Sensitivity and empathy for the experience of each child guides this work.
How meetings with children are conducted depends on the age and developmental needs of each child. The Child Specialist may use play techniques to develop a relationship with and evaluate the developmental needs of a young child. With older children and adolescents, the work is typically more language-based. Kids are kept informed about the purpose of their meetings with the Child Specialist, and the fact that information will be shared with both parents to help them plan for the future. Kids reserve the right to ask for confidentiality about issues they may want to talk about that are unrelated to the development of the parenting plan. Children are given the opportunity to express their feelings about the family change and learn some coping strategies for getting through the tough times. Kids are able to articulate what is important to them about how their family works, and what they wish for. The number of sessions conducted with children varies with the age, temperament and complexity of issues, but the process is time-limited.
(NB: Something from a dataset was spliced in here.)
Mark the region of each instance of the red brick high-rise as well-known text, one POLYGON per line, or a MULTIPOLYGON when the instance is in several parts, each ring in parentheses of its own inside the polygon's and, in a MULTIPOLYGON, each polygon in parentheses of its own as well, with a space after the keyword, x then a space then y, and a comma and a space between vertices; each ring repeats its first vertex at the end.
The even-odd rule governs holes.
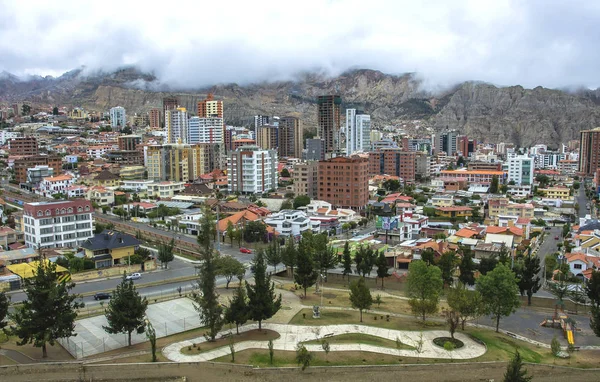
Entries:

Typically two or three sessions are all that is required.
Neutral Financial Specialist
CPA or CFP® designation, and also are often Certified Divorce Financial Analysts (CDFA™).
Possess a breadth of knowledge in financial planning matters pertaining to families, including asset valuation, tax, cash management and budgeting, investments, insurance, education funding and retirement.
Legal Skills – knowledge of fundamental legal concepts regarding financial issues in family law matters, including marital and non-marital property, equitable distribution, spousal maintenance (incorporating tax consequences) and child support.
Facilitative Skills – ability to listen actively, communicate effectively, have an open-mind, problem solve creatively, conduct meetings fairly and diligently, managing cases successfully and be a team player.
Substantive Skills – ability to assist couples in discussing money matters, educate people who have an insufficient knowledge or understanding of relevant financial concepts and ability to present financial information in a clear and meaningful format.
Collaborative practice training and also often mediation training.
Role of the Financial Specialist
Assist the parties and attorneys in gathering, analyzing, understanding and evaluating financial information so that ultimately, the parties are able to make informed financial decisions for themselves and their children. In a particular case, the financial role is defined by the clients with the advice of their attorneys and the Financial Specialist. Tasks undertaken may include the following:
- Assess financial understanding levels of each client
- Educate and empower clients so they can make informed financial decisions
- Manage financial expectations of clients
- Gather and organize financial information
- Value property, including businesses
- Examine retirement and insurance issues
- Identify and evaluate tax consequences
- Trace and characterize property as marital or non-marital
- Assist clients with developing budgets
- Determine net income of clients
- Develop current cash flow analyses
- Develop future cash flow projections
- Develop asset/liability report reflecting the clients’ current financial circumstances
- Develop long range financial projections
- Educate clients and attorneys on possible options for resolving support and property division issues
The Family Specialist in Collaborative Team Practice is a licensed mental health professional who works with the family as a whole, as well as its constituent parts: i.e. the couple as partners in separation and dissolution of that partnership, and the couple as parents, if there are children, and with the children. As the family moves from one home to two, the Family Specialist works with that transition in meeting with each parent and the children, together, to bring an understanding of “family” and “home” that stays— albeit in a transitioned way—even as the marriage/partnership separates.